Deputy brings experience, K9 to jail

Roaming the halls of the Clark County Detention Center is a most unusual deputy.

Every day, K9 Knight and his handler Deputy Mike Eggleton drive in from Montgomery County to work at the jail.

“He’s become quite the presence in the jail,” Eggleton said. “He’s one of the most respected deputies here.

“In the streets one K9 is worth about 10 officers. I can walk in one cell with him and have no worries about making it to the other side of the room.”

Both started at the jail in 2018 after they both retired from the Montgomery County Sheriff’s Office, he said. Eggleton is a long-time K9 narcotics officer, beginning at the Detroit Police Department in 1992.

“When I started at Detroit, we had six dog teams,” he said. “When I graduated and started working with them on the road, I became fascinated.”

Eggleton said he spent a year hanging around the K9 academy soaking up everything he could about the program and working with K9s.

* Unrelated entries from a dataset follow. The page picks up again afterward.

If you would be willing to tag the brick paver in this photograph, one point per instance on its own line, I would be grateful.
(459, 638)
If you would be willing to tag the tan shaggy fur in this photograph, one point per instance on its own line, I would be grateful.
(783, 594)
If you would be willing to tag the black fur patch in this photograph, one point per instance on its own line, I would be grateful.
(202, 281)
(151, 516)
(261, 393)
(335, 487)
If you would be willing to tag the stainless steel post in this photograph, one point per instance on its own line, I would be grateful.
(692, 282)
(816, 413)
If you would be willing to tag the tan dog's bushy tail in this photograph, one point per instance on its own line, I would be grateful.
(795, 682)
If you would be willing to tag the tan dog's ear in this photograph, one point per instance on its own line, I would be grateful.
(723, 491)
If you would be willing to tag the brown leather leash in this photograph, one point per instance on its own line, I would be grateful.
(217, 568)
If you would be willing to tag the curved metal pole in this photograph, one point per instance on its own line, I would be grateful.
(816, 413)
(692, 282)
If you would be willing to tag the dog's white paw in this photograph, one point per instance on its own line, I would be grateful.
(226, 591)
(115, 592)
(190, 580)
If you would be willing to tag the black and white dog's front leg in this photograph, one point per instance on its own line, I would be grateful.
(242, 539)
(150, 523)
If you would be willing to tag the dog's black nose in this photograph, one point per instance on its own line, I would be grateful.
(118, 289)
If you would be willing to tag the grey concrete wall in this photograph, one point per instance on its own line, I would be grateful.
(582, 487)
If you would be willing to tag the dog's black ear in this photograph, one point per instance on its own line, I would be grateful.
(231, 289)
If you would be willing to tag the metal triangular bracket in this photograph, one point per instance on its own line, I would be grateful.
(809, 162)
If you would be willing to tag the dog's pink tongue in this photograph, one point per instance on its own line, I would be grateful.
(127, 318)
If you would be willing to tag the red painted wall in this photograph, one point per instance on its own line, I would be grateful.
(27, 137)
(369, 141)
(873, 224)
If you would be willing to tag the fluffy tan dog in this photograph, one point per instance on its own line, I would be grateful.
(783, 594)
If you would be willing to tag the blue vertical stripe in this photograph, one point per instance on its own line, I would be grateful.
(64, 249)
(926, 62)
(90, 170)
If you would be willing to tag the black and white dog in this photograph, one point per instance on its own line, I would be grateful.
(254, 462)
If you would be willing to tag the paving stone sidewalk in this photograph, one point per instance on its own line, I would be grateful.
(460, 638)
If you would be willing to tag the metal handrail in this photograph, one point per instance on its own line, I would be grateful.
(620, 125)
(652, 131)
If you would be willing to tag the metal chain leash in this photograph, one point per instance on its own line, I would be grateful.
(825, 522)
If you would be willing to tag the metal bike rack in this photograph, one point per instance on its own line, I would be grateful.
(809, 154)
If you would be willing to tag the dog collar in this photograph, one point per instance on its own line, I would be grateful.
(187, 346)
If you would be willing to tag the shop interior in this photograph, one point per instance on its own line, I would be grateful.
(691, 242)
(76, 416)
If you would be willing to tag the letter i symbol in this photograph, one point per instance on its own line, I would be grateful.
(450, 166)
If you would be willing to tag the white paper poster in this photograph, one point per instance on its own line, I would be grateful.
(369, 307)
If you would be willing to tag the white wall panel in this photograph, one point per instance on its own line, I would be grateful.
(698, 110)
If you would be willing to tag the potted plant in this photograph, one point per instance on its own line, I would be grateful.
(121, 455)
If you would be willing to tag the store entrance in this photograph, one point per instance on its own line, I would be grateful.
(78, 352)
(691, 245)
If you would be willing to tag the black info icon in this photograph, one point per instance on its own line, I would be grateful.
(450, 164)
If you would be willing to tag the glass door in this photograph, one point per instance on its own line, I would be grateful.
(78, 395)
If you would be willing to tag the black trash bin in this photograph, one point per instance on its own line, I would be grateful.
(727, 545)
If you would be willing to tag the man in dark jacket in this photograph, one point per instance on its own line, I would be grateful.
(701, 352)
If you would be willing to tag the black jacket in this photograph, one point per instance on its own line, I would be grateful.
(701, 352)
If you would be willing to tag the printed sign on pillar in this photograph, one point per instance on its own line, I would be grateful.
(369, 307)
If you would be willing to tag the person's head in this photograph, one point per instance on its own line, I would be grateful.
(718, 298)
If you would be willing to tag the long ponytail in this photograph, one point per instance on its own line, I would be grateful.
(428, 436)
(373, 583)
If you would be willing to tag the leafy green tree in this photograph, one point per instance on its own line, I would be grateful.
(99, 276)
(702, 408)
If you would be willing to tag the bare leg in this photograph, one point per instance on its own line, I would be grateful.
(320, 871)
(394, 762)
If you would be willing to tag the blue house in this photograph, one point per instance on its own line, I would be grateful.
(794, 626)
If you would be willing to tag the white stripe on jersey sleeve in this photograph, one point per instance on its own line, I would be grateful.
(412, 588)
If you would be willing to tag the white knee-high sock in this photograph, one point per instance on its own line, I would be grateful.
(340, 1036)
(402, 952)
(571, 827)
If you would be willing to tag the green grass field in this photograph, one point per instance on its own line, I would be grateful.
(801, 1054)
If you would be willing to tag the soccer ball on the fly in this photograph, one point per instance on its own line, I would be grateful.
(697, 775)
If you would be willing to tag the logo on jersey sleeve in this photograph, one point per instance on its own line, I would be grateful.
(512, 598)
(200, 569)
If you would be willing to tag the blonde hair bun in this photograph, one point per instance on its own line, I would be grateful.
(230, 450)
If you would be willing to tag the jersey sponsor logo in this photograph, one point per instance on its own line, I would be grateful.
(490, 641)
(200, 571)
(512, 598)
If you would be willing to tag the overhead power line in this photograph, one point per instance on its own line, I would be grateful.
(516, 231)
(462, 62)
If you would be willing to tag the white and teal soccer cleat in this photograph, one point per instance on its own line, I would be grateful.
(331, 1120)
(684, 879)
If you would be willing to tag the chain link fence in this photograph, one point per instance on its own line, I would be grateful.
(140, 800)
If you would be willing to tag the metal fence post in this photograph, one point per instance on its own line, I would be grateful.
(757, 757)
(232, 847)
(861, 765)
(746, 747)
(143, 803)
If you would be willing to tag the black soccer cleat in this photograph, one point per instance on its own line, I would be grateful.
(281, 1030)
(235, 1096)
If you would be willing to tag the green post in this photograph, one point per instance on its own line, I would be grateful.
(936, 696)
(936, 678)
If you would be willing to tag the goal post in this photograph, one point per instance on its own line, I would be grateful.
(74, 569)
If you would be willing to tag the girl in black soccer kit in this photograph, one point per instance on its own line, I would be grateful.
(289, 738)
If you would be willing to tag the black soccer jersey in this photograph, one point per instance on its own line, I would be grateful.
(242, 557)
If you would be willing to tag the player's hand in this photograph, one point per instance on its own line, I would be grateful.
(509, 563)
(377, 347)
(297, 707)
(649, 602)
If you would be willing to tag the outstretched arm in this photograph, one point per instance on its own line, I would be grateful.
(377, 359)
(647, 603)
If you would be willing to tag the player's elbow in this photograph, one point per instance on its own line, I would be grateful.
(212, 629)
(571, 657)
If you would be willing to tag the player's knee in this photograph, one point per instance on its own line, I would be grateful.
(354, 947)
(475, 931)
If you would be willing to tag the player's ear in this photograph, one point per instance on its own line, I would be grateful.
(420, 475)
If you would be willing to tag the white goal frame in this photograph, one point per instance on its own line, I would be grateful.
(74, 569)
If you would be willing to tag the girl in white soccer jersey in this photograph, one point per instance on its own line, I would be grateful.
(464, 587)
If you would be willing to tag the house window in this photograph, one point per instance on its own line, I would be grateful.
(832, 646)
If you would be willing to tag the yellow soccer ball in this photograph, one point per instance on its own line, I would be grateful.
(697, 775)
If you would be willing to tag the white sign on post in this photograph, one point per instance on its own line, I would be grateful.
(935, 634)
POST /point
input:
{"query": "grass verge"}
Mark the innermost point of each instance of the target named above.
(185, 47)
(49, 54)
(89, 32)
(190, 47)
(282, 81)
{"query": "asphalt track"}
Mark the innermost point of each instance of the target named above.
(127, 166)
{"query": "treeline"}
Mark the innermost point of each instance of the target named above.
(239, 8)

After he had been on the force for five years, a K9 position became available, he applied and received the assignment. That’s where he stayed at the Detroit Police Department, before leaving in 2007.

Though Eggleton was born and raised in Detroit, his parents are from Pike County and he regularly returned to visit his grandparents.

“I always said when I could retire from Michigan, I’d come here,” he said. “Before I knew it, I met Tommy Parker who worked at the (Montgomery County) sheriff’s office. I met the sheriff. I was bored and went back to work.”

Knight is Eggleton’s third K9, and was allowed to keep him after retiring from the Montgomery County Sheriff’s Office.

Working at the jail was another opportunity through people he knew.

“I needed to do something,” Eggleton said. “(Chief Deputy Jailer Justin) Crockett and I go back years. I said, ‘Give me something to do.’ The dog was already paid for and trained.”

After going through a recertification program with their trainer with jail work in mind, they started working in Winchester.

“It’s good for him and its good for me,” Eggleton said.

Working within the facility is much different than working in the streets.

“We’re not finding pounds (of narcotics),” he said. “We’re finding minuscule amounts.”

Knight, as Eggleton said, commands quite a presence. Often, it takes little more than a growl or a few barks from Knight before an prisoner will comply with deputies’ commands, he said. The only time Knight will bite without a command is to protect Eggleton, he said.

Knight is a German shepherd, bred in Europe as a work dog and imported to the United States. He also has a herding mentality, whether its visitors and prisoners in the jail or Eggleton’s family at home.

Eggleton likened Knight to a retractable bullet.

“We can call him back before he makes contact,” he said. “If you comply, no dog bite. If you don’t comply, you’re going to get bitten.”

If necessary, Eggleton said Knight could enter a cell on a leash and bring the non-compliant prisoner out, without deputies entering the cell.

After 25 years working on the road, Eggleton said he’s gained a new perspective working in corrections. He’s still trying to fight narcotics and illegal drugs. Instead of getting them off the streets, it’s helping those facing charges to hopefully find a different path.

“I saw I can make a difference in here,” he said. “I have no problems talking to anyone. If I can make a difference somewhere, that’s what I want to do. (Clark County Jailer Frank Doyle) and Crockett gave us that opportunity here.

“Here I have the opportunity to have an exchange (with a prisoner). How do I get better? What do I do? That’s rehabilitation.”